Industries that can benefit from this the most are those that have to take into account a dizzying array of variables that might be constantly in flux. These can include sectors like health care, real estate, and finance. While artificial intelligence and machine learning have much to offer the world of finance, the shift towards data-driven solutions has been slow. Still, as technology continues to advance at a rapid rate, the integration of data-driven financial services seems more likely.
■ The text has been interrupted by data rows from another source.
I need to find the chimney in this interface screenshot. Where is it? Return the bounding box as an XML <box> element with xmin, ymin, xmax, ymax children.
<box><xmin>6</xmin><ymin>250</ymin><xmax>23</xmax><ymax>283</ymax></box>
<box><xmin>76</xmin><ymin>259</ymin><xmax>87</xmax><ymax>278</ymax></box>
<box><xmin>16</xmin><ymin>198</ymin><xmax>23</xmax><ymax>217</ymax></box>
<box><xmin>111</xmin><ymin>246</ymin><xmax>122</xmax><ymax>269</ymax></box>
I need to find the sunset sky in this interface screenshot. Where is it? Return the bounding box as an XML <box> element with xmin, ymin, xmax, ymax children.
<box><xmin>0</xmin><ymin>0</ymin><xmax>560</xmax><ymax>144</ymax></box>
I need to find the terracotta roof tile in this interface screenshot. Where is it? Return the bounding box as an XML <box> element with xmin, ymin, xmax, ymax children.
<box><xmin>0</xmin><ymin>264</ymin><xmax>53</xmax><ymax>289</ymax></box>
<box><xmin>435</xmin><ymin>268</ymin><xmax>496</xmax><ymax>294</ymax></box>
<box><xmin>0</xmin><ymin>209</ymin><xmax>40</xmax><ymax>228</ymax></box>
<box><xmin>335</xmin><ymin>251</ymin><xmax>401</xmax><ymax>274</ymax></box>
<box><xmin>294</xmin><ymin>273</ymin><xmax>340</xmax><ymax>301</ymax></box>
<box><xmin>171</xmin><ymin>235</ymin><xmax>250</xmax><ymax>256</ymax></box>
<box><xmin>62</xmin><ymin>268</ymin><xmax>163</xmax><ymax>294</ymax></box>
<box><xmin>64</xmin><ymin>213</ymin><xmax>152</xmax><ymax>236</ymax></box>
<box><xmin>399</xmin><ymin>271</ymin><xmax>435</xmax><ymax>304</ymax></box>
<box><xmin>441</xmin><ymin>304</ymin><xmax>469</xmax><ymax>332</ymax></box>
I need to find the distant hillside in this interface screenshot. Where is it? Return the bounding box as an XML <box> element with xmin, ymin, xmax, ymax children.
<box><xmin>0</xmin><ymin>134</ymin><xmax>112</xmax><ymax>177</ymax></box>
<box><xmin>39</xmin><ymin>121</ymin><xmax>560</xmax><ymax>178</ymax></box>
Here are three ways financial services can benefit from data-driven services and the challenges of each.

 

Variable Analysis

One of the challenges of assessing any market that is in flux is accounting for dozens, if not thousands, of variables that can affect the market. Machine learning and AI can absorb thousands of different data sets to extrapolate the most likely outcomes given a wide range of potential variables. Having access to this data is one thing, but possessing the time and ability to process and analyze the data is another matter. Through automated programs, those in the financial industry will be able to identify how they can integrate conclusions from mass data analysis into current systems.

 

Quantifiable Analysis

Because machine learning and AI are capable of extrapolating information from an almost limitless number of sources, that actually makes the outcomes more difficult to trust. When experienced financiers understand exactly what information is being evaluated to make specific recommendations, they are likely to trust those recommendations more. Assigning specific rules and conditions to automated programs can help ensure accurate analyses are taking place. Likewise, granting access to initial data can help financial advisers validate and accept the automated conclusions. Without requiring human analysts to conduct meticulous, tedious work in order to understand a massive amount of data, financial businesses can integrate analysts’ services elsewhere so they can be more beneficial and productive for the company’s growth.

 

Language Barriers

Language does far more than just hinder or enable us to communicate with one another. Language also shapes our view of the world. Ironically, even the world of finance is both hindered and influenced by linguistic differences. Most algorithms are programmed by individuals who speak the language of coding far more fluently than the language of finance. This can create difficulties when “old school financiers” try and merge with millennials who have been raised in a technological world. Advancements in technology will soon break down cultural barriers which can also wreak havoc in the world of international finance. By equalizing the field and limiting unnecessary confusion or miscommunication, automated systems can help individuals of all ages and backgrounds understand data analyses.

 

As we shift toward a data-driven industry, it is important to recognize that the technology being integrated is far from perfect. Implementing automated programs to organize and analyze data will not be without issues. However, becoming more data-driven and automated will allow for less wasted time and better applications of existing human talent.